He looked like Willie Nelson, scruffy with sad eyes. He was sitting at the gate in an airport wheelchair. We had a small-talk conversation about the delayed flight and where he was headed. He had been in town to see his doctors at the VA and was headed “home”, which is now a room in his son’s house.
A little bit later, he asked me if I’d mind watching his bag while he went outside to smoke. I’ve had people ask that and I usually let intuition answer for me. I didn’t think it would be a problem so I agreed.
When he returned a while later, he, another traveler and I struck up a conversation. He was a Vietnam veteran. He spoke in detailed stories about his experiences over there. He gave more detail than I could about something that happened to me last week. I guess that is what those types of situations do to a person-heighten every sense in a way that carves details in your brain. His words were a blend of anger and sadness.
But, his eyes lit up when he talked about her.
No, not his wife of over 30 years, even though she was the love and turning point of his life. His wife passed away 12 years ago and it was a tragic death. He was a middle-school dropout when they met but her encouragement buoyed him through graduate school. Even with all the love he had for his wife, he kept that sadness in his eyes and hung his head sharing stories about their time together.
The “her” that made him brighten and removed some of the gloom was his granddaughter.

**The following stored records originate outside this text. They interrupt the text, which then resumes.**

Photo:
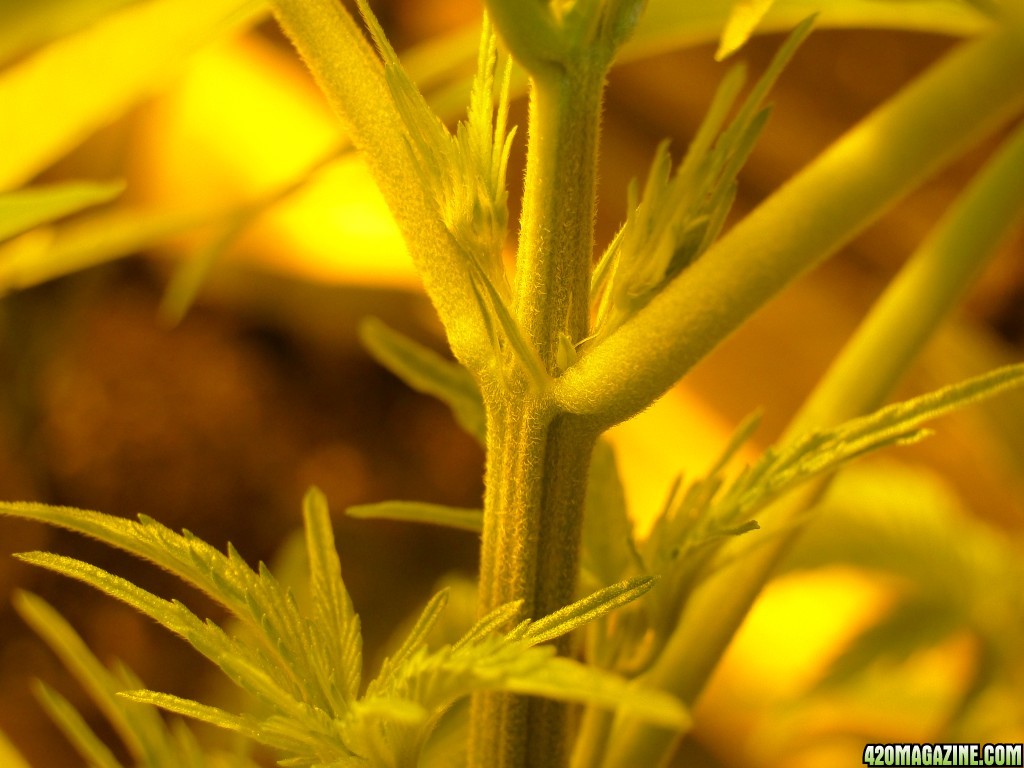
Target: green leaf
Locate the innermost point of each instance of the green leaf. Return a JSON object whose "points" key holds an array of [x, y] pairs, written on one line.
{"points": [[27, 208], [427, 372], [139, 728], [607, 552], [46, 254], [565, 680], [27, 26], [126, 56], [679, 216], [668, 24], [583, 611], [334, 617], [88, 744], [435, 514], [192, 273]]}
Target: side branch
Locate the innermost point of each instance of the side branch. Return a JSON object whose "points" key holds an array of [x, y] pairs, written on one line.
{"points": [[948, 109]]}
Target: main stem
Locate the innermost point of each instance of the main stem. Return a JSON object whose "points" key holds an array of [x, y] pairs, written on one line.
{"points": [[538, 458]]}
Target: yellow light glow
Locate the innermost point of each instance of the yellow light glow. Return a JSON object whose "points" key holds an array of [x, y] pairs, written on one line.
{"points": [[244, 121], [680, 432]]}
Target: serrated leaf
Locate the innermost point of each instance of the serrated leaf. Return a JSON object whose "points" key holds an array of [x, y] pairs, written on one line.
{"points": [[129, 53], [204, 713], [427, 372], [679, 215], [434, 514], [139, 728], [24, 209]]}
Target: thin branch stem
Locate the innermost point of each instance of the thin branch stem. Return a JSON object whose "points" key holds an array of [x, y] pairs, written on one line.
{"points": [[926, 291], [538, 459], [948, 109]]}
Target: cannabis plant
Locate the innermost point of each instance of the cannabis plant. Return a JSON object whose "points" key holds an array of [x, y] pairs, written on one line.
{"points": [[591, 644]]}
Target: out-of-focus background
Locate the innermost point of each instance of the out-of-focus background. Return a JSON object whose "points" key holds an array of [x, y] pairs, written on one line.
{"points": [[220, 421]]}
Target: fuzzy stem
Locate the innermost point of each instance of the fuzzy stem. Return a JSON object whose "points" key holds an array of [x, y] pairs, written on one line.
{"points": [[958, 100], [899, 325], [537, 459]]}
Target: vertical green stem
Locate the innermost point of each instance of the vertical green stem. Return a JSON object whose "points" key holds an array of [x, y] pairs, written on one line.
{"points": [[557, 228], [537, 458]]}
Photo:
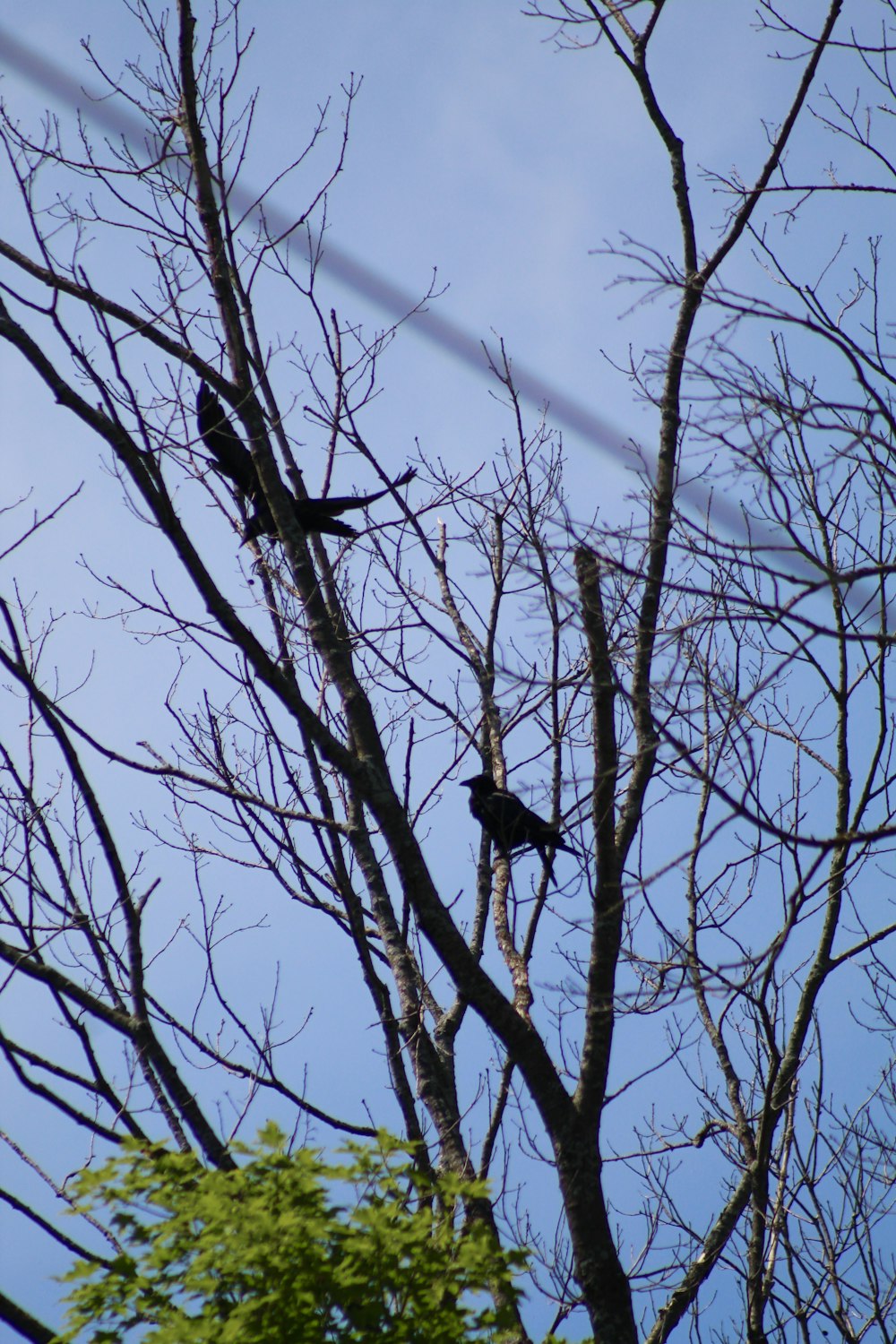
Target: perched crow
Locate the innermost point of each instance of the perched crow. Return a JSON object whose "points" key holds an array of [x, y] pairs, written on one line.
{"points": [[509, 823], [234, 461], [322, 515], [231, 456]]}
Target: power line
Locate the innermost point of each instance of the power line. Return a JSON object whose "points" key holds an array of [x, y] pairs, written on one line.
{"points": [[392, 300]]}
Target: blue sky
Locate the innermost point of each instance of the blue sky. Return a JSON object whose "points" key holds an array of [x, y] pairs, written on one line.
{"points": [[477, 151]]}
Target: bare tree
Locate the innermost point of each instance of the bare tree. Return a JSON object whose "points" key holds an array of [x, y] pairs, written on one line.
{"points": [[708, 717]]}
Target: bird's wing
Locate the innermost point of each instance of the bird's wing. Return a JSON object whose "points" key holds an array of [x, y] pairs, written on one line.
{"points": [[336, 504]]}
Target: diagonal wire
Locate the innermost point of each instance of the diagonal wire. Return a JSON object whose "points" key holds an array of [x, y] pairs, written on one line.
{"points": [[392, 300]]}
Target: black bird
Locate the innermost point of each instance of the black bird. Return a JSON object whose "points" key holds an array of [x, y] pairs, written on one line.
{"points": [[322, 515], [234, 461], [509, 823], [231, 456]]}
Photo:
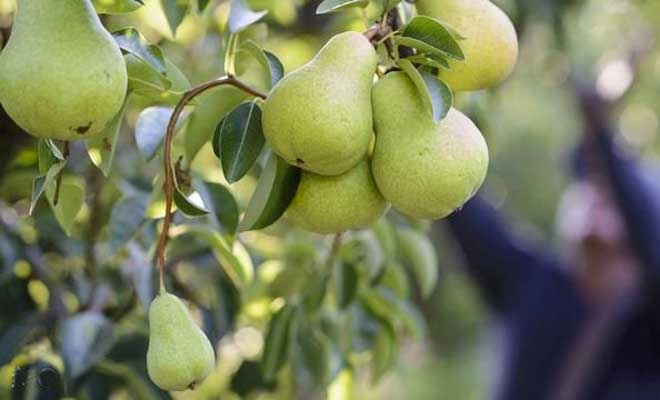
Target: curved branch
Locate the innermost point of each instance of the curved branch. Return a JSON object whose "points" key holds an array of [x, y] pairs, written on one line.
{"points": [[169, 184]]}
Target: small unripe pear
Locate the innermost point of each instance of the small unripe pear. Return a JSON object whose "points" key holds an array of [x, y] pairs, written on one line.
{"points": [[62, 76], [332, 204], [426, 170], [490, 45], [319, 116], [180, 355]]}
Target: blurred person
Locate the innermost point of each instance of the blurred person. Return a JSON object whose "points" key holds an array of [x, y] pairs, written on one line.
{"points": [[583, 322]]}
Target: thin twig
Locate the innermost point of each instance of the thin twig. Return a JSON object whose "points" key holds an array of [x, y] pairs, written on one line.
{"points": [[169, 184]]}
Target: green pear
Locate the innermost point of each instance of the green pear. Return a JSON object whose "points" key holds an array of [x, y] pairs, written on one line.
{"points": [[319, 117], [180, 355], [426, 170], [332, 204], [62, 76], [490, 45]]}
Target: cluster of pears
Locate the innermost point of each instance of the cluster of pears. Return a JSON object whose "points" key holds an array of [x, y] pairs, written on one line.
{"points": [[62, 76], [490, 42], [322, 118], [180, 355]]}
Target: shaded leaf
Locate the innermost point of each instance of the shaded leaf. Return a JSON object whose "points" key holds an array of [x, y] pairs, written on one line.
{"points": [[150, 130], [427, 34], [125, 219], [241, 140], [71, 200], [175, 11], [40, 183], [275, 190], [85, 339], [222, 204], [239, 272], [131, 41], [277, 343], [330, 6], [436, 94], [191, 206], [102, 147]]}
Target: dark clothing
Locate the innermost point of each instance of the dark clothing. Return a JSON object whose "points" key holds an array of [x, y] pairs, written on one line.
{"points": [[543, 311]]}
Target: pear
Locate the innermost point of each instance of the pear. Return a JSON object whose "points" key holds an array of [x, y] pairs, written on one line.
{"points": [[180, 355], [490, 45], [426, 170], [332, 204], [319, 117], [62, 76]]}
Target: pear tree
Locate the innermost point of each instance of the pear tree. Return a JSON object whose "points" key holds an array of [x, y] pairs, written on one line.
{"points": [[289, 209]]}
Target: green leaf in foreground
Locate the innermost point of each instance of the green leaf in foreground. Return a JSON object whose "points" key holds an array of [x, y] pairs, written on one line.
{"points": [[436, 94], [275, 190], [330, 6], [241, 140]]}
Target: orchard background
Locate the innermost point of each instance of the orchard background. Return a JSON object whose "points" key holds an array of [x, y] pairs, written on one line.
{"points": [[74, 288]]}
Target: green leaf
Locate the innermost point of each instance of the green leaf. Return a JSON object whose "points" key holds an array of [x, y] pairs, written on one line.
{"points": [[276, 68], [211, 108], [150, 130], [85, 339], [191, 206], [276, 346], [116, 6], [345, 284], [13, 338], [241, 140], [312, 353], [385, 305], [221, 203], [102, 147], [175, 11], [131, 41], [253, 66], [41, 182], [275, 190], [436, 95], [330, 6], [241, 16], [143, 79], [240, 273], [46, 155], [71, 200], [125, 219], [384, 352], [430, 60], [434, 36]]}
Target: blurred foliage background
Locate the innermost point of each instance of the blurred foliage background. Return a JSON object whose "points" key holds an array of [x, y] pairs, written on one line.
{"points": [[531, 123]]}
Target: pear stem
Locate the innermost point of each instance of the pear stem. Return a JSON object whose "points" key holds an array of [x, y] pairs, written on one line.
{"points": [[169, 184]]}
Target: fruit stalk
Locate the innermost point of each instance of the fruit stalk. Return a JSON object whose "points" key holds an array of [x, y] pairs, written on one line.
{"points": [[168, 185]]}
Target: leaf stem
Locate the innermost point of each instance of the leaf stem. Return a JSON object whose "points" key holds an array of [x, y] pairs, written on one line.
{"points": [[169, 184]]}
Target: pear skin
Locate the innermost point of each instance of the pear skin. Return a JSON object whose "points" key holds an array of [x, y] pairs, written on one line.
{"points": [[180, 355], [426, 170], [490, 45], [333, 204], [319, 117], [62, 76]]}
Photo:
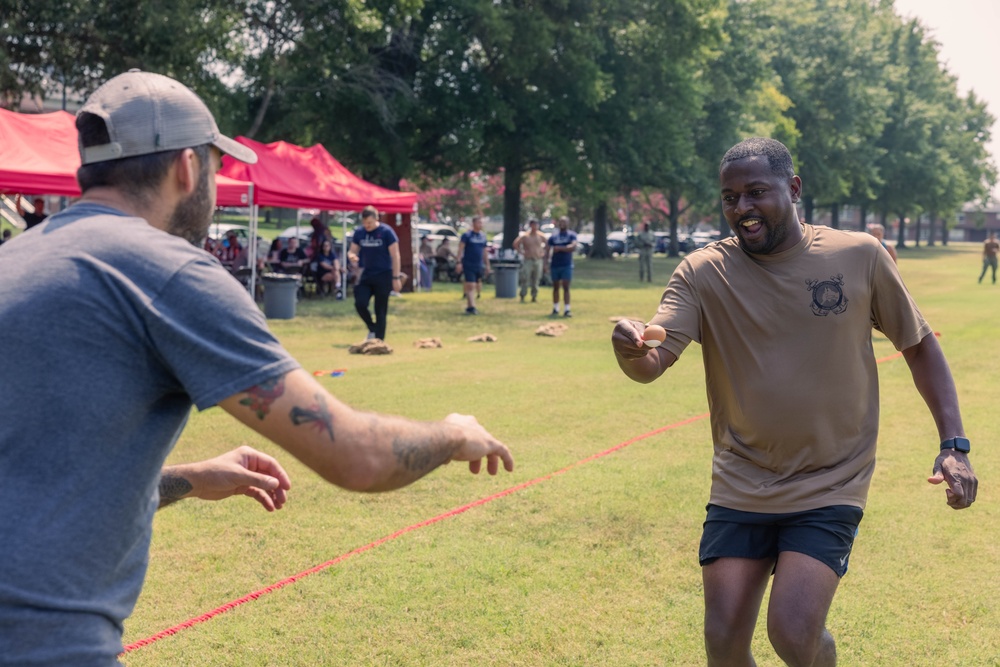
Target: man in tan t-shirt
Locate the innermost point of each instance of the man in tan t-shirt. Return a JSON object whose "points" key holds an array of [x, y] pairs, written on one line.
{"points": [[531, 245], [783, 312], [990, 248]]}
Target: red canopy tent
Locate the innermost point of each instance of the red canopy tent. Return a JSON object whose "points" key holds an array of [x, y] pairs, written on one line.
{"points": [[291, 176], [39, 155]]}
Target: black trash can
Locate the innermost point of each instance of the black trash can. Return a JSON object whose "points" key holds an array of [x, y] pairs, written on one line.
{"points": [[506, 272], [280, 295]]}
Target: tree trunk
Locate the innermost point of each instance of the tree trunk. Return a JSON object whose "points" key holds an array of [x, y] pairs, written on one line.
{"points": [[511, 205], [674, 202], [599, 250]]}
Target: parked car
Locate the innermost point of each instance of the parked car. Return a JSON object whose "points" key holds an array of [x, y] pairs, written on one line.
{"points": [[436, 233], [663, 242], [702, 239], [618, 243]]}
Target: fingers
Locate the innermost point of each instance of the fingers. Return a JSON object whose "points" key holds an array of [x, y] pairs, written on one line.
{"points": [[627, 339], [956, 470]]}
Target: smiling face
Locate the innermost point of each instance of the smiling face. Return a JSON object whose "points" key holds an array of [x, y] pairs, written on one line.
{"points": [[759, 205]]}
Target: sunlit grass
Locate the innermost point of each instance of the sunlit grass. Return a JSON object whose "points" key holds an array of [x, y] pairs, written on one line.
{"points": [[594, 566]]}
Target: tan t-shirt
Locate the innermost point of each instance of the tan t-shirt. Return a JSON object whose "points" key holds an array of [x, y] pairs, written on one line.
{"points": [[532, 246], [789, 365]]}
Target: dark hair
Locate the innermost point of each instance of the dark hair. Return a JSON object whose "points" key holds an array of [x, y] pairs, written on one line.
{"points": [[778, 157], [136, 176]]}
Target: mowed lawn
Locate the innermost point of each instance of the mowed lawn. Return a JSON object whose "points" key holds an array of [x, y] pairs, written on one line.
{"points": [[594, 562]]}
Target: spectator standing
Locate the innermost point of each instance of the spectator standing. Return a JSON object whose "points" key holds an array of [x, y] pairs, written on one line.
{"points": [[990, 248], [559, 257], [531, 245], [230, 252], [475, 259], [426, 263], [74, 552], [36, 216], [376, 248], [878, 231], [328, 270], [794, 402], [292, 258], [646, 243]]}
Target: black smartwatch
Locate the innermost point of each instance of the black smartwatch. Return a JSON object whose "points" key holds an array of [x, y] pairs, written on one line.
{"points": [[958, 444]]}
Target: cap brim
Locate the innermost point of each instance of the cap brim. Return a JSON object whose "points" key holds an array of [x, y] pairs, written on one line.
{"points": [[235, 149]]}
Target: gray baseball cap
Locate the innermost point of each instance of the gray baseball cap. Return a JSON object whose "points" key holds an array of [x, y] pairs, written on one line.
{"points": [[151, 113]]}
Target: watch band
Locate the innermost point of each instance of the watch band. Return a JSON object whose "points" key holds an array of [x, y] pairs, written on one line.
{"points": [[959, 444]]}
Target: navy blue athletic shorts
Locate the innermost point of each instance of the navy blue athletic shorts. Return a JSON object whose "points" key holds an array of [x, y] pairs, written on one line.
{"points": [[826, 534]]}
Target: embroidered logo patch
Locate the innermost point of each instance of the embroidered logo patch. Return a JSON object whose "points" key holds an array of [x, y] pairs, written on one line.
{"points": [[828, 295]]}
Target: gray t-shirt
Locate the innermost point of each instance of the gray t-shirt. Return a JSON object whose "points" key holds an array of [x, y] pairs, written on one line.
{"points": [[111, 330]]}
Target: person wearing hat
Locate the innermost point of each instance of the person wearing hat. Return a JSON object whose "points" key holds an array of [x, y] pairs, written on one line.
{"points": [[136, 344]]}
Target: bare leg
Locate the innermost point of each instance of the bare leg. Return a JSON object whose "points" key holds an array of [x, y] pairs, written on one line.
{"points": [[734, 589], [801, 595]]}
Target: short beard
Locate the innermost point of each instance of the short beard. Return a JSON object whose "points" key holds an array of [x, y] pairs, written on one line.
{"points": [[193, 216]]}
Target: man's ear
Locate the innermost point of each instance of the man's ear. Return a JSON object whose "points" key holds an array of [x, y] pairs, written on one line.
{"points": [[186, 170], [796, 186]]}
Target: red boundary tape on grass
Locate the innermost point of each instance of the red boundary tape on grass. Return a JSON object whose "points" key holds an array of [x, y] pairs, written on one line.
{"points": [[423, 524]]}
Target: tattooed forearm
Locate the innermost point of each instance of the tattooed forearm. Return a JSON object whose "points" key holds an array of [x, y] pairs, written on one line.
{"points": [[317, 414], [173, 488], [419, 458], [260, 398]]}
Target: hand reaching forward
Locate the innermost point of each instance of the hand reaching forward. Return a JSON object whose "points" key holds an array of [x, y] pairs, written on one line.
{"points": [[478, 444], [242, 471], [954, 468]]}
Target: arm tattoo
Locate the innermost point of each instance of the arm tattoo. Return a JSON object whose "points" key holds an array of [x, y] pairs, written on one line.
{"points": [[173, 488], [418, 458], [318, 414], [260, 397]]}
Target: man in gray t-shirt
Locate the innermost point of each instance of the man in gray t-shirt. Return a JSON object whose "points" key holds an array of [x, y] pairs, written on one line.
{"points": [[115, 324]]}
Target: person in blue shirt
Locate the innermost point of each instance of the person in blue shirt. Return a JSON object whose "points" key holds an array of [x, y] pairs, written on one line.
{"points": [[475, 262], [559, 260], [376, 249]]}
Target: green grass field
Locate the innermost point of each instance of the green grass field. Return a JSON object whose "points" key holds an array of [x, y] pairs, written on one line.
{"points": [[593, 566]]}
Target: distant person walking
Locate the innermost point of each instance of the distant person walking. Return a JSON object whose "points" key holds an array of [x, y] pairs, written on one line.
{"points": [[375, 247], [531, 245], [878, 231], [990, 248], [645, 241], [475, 262], [559, 257], [35, 217]]}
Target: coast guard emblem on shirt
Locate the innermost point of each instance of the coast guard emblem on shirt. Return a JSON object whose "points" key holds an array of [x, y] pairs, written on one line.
{"points": [[828, 295]]}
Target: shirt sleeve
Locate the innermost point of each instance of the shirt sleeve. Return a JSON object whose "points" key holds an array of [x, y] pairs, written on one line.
{"points": [[894, 312], [212, 335], [679, 312]]}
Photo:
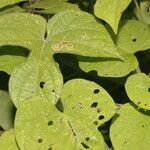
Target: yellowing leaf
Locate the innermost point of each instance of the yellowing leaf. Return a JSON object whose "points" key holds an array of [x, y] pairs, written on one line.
{"points": [[53, 6]]}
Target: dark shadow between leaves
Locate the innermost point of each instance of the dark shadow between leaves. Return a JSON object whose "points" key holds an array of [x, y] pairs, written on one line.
{"points": [[141, 110]]}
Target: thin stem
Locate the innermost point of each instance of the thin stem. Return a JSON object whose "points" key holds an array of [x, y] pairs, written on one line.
{"points": [[138, 70], [138, 10]]}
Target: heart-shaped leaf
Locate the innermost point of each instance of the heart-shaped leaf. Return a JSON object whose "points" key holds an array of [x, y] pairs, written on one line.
{"points": [[130, 129], [138, 90], [133, 36], [111, 11], [7, 141], [39, 124], [53, 6], [6, 111], [64, 33]]}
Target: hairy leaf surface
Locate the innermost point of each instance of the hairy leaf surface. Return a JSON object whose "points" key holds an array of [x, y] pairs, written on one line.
{"points": [[7, 141], [107, 67], [53, 6], [6, 111], [85, 107], [130, 129], [138, 90], [11, 57], [39, 74], [4, 3], [134, 36], [111, 11]]}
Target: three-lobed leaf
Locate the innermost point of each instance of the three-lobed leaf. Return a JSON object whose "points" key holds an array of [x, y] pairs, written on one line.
{"points": [[84, 109], [39, 74]]}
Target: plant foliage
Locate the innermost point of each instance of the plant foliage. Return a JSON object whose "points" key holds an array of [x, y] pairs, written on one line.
{"points": [[74, 74]]}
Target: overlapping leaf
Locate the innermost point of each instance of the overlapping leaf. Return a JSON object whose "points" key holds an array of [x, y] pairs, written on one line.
{"points": [[6, 111], [130, 129], [138, 90], [7, 141], [11, 57], [110, 67], [134, 36], [53, 6], [143, 13], [4, 3], [66, 33], [111, 11], [85, 107]]}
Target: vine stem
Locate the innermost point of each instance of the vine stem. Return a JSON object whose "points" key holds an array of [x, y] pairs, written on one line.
{"points": [[30, 2], [138, 70], [138, 9]]}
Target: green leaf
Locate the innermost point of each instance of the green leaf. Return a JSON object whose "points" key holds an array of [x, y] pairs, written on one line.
{"points": [[111, 11], [130, 130], [47, 125], [6, 111], [4, 3], [53, 6], [107, 67], [86, 96], [143, 13], [137, 88], [84, 106], [10, 58], [133, 36], [10, 9], [7, 141], [40, 74], [79, 33]]}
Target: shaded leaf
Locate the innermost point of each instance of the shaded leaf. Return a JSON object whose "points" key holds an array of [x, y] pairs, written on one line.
{"points": [[53, 6], [10, 9], [130, 129], [133, 36], [6, 111], [4, 3], [138, 90], [111, 11], [7, 141]]}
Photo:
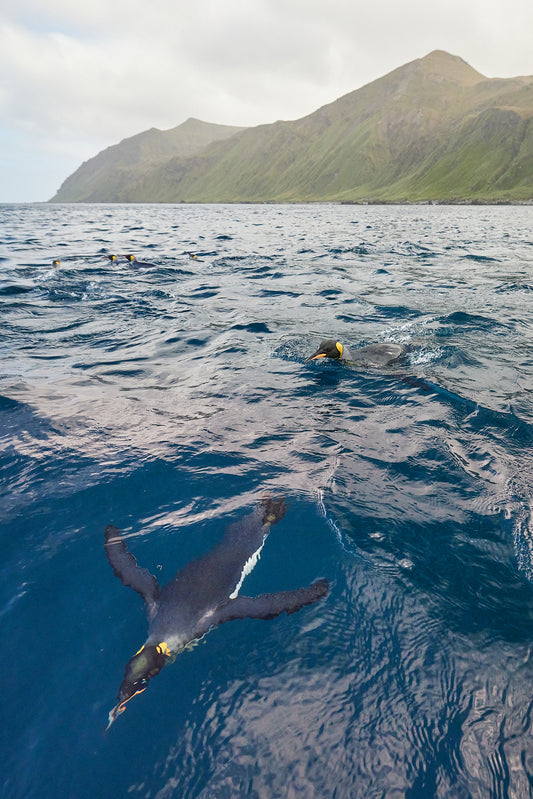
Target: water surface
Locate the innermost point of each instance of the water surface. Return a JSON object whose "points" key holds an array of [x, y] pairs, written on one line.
{"points": [[167, 400]]}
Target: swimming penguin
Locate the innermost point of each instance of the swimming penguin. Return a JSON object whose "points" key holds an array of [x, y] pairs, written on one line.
{"points": [[193, 256], [201, 596], [134, 262], [386, 354]]}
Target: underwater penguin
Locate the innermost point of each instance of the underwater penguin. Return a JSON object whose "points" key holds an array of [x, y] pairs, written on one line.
{"points": [[386, 354], [201, 596]]}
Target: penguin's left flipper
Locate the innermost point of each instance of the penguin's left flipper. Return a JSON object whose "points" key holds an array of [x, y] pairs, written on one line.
{"points": [[126, 569], [268, 606]]}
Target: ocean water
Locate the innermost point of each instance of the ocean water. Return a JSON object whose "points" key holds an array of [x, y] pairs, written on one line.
{"points": [[169, 399]]}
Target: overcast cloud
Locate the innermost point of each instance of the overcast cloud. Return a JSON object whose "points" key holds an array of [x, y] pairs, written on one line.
{"points": [[75, 78]]}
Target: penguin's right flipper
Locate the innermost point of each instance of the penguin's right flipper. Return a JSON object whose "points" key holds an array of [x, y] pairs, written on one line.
{"points": [[268, 606], [126, 569]]}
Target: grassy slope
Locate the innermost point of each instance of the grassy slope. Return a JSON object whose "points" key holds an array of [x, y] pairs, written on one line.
{"points": [[111, 173], [434, 129]]}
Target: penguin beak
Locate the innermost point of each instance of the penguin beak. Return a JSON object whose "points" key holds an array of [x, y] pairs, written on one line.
{"points": [[315, 356], [115, 713]]}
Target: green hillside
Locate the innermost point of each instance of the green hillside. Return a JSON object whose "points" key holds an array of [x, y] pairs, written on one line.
{"points": [[431, 130], [109, 175]]}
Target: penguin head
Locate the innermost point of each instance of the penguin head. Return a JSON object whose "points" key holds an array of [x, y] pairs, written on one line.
{"points": [[328, 349], [140, 669]]}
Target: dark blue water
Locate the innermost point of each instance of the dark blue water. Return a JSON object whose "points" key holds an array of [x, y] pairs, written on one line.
{"points": [[167, 400]]}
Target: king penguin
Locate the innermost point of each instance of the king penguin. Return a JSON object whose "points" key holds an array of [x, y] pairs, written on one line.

He called her his joy. He said that she will come down to his room and watch TV with him. She tells him about all the things she likes and shares her day with him.
This spunky girl and her roundabout stories are part of the good around him. He is a man who is haunted by the death he has seen and caused. Lightening his mood is a heavy task and one that I think only a child can do. An adult’s approach may be overeager or pressured; I think that she is genuinely bringing him into their moments together. I hope she one day realizes how important she is.